Trim Galore¶
Trim Galore is a wrapper script to automate quality and adaptor trimming as well as quality control, with functionality to remove biased methylation positions for Reduced Representation Bisulfite-Seq sequence files.
Trim Galore is available as a module on Apocrita.
Usage¶
To run the default installed version of Trim Galore, simply load the trimgalore
module:
module load trimgalore
For usage documentation, run trim_galore -help
.
Example job¶
Serial job¶
Here is an example job running on 9 cores and 9GB of memory:
#!/bin/bash
#$ -cwd
#$ -j y
#$ -pe smp 9
#$ -l h_rt=1:0:0
#$ -l h_vmem=1G
module load trimgalore
trim_galore input.fastq \
--fastqc \
--cores 2 \
--fastqc_args '--nogroup --outdir outdir' \
--output_dir outdir
Notice from the manual regarding optimal core requests
Actual core usage: It should be mentioned that the actual number of cores used is a little convoluted.

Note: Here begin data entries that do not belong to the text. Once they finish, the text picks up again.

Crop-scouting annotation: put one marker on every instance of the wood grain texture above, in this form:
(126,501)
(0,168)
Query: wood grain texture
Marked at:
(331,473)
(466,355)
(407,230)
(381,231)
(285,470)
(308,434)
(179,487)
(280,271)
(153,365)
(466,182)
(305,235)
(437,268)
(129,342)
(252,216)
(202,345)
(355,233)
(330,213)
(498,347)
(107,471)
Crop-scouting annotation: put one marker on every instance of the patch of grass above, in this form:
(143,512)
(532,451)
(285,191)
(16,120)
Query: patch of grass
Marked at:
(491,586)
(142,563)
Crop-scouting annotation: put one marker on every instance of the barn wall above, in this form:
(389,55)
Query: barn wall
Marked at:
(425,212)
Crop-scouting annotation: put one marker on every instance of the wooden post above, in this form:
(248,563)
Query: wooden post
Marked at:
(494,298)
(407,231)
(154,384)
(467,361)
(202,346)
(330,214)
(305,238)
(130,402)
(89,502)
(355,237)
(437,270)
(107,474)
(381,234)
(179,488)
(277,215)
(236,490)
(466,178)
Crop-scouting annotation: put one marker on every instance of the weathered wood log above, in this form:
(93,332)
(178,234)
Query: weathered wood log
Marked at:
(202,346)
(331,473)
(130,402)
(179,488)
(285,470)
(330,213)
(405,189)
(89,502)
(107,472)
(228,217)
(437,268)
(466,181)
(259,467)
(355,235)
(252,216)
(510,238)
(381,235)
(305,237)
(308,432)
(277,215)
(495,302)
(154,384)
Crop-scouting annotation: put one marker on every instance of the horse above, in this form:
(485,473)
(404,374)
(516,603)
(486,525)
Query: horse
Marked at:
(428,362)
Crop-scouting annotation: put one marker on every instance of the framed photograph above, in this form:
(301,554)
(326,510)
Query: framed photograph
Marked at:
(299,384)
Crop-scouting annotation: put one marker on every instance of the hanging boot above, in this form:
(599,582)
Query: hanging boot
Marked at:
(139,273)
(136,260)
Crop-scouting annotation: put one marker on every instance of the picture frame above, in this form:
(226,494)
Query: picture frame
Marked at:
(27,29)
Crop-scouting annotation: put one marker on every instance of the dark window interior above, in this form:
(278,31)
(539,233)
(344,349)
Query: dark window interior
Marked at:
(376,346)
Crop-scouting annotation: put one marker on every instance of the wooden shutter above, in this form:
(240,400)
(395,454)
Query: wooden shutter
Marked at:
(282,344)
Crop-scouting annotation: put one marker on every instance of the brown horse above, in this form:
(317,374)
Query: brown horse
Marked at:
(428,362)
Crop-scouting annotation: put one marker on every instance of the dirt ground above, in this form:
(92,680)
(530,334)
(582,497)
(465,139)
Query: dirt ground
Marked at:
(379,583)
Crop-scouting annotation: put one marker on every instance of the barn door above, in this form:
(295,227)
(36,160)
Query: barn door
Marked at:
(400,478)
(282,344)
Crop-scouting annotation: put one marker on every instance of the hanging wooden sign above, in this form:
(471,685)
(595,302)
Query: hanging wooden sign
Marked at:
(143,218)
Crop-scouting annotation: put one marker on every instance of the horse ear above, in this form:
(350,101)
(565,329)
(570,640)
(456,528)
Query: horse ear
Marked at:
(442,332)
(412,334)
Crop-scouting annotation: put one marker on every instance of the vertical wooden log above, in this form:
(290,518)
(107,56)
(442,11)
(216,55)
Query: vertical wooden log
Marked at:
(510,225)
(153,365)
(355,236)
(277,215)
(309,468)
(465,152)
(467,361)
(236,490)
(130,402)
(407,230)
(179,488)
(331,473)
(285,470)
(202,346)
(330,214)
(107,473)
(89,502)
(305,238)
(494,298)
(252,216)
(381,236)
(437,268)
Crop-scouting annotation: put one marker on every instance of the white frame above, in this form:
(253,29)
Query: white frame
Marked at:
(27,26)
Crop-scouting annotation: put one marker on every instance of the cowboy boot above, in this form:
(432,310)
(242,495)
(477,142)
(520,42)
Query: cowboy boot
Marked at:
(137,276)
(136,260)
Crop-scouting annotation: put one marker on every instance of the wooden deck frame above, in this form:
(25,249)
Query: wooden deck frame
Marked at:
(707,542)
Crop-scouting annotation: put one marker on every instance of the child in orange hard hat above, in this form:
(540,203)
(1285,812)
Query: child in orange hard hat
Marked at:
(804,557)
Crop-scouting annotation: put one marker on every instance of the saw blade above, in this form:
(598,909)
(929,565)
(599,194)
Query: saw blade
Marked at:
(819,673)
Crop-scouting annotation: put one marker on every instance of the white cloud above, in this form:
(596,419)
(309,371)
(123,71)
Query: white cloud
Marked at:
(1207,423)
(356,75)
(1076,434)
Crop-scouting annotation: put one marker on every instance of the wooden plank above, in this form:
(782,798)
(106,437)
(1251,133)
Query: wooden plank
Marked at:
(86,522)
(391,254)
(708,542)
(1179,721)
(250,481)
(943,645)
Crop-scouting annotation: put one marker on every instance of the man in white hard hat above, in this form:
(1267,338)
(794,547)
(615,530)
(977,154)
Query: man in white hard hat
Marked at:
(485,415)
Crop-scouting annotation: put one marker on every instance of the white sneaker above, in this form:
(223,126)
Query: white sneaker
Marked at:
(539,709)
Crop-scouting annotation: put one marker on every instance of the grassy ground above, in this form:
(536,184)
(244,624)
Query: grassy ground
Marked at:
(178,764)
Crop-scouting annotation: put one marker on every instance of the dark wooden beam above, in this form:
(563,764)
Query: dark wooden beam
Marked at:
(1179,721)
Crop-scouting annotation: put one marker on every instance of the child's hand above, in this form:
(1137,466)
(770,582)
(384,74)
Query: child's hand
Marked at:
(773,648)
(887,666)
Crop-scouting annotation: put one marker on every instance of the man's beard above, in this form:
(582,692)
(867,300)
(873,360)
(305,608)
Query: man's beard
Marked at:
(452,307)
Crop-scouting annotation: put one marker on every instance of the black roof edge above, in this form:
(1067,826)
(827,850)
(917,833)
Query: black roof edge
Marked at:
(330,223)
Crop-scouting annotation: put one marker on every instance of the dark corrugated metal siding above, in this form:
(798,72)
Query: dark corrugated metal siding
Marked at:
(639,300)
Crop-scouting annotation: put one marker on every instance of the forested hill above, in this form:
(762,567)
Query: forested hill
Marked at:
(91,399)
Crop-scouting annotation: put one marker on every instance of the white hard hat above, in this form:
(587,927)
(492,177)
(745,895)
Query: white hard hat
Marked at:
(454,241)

Assuming that Python 3 is used and pigz is installed, --cores 2
would use
2 cores to read the input (probably not at a high usage though), 2 cores to
write to the output (at moderately high usage), and 2 cores for Cutadapt
itself + 2 additional cores for Cutadapt (not sure what they are used for)
+ 1 core for Trim Galore itself.
So this can be up to 9 cores, even though most of them won't be used at 100% for most of the time.
Paired-end processing uses twice as many cores for the validation step.
--cores 4
would then be: 4 (read) + 4 (write) + 4 (Cutadapt) + 2 (extra
Cutadapt) + 1 (Trim Galore) = 15. It seems that --cores 4
could be a
sweet spot, anything above has diminishing returns.
Based on this information, we recommend that if you are running repeat tasks
with Trim Galore, you check the efficiency of your completed jobs with the
jobstats
command and adjust your requested core count appropriately.